Technetium (^{99m} Tc) fanolesomab

Monoclonal antibody
- Type: Whole antibody
- Source: Mouse
- Target: CD15

Clinical data
- Trade names: NeutroSpec
- Routes of administration: Intravenous
- ATC code: none;

Identifiers
- CAS Number: 225239-31-6;
- ChemSpider: none;
- UNII: AMF7KOE318;

= Technetium (99mTc) fanolesomab =

Chemical compound

Technetium (^{99m}Tc) fanolesomab (trade name NeutroSpec, manufactured by Palatin Technologies) is a mouse monoclonal antibody formerly used to aid in the diagnosis of appendicitis. It is labeled with a radioisotope, technetium-99m (^{99m}Tc).

==History and use==
NeutroSpec was approved by the U.S. Food and Drug Administration (FDA) in June 2004 for imaging of patients with symptoms of appendicitis. It consisted of an intact murine (mouse) IgM monoclonal antibody against human CD15, labeled with technetium-99m so as to be visible on a gamma camera image. Since anti-CD15 antibodies bind selectively to white blood cells such as neutrophils, it could be used to localize the site of an infection.

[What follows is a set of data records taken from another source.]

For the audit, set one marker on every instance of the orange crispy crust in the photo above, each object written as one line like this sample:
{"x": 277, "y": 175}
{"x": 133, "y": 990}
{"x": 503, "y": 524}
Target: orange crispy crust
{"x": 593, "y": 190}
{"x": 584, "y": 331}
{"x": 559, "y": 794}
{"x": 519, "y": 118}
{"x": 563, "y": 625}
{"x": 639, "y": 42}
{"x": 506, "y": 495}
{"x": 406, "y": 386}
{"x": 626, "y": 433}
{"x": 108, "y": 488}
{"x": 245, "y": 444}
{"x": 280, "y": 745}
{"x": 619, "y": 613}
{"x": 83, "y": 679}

==Deaths and associated recall==
The FDA received reports from Palatin of 2 deaths and 15 life-threatening adverse events in patients who had received NeutroSpec.

These events occurred within minutes of administration of NeutroSpec and included shortness of breath, low blood pressure, and cardiopulmonary arrest. Affected patients required resuscitation with intravenous fluids, blood pressure support, and oxygen. Most, but not all, of the patients who experienced these events had existing cardiac and/or pulmonary conditions that may have placed them at higher risk for these adverse events. A review of all post-marketing reports showed an additional 46 patients who experienced adverse events that were similar but less severe. All of the reactions occurred immediately after NeutroSpec was administered.

Marketing of the product was suspended in December 2005.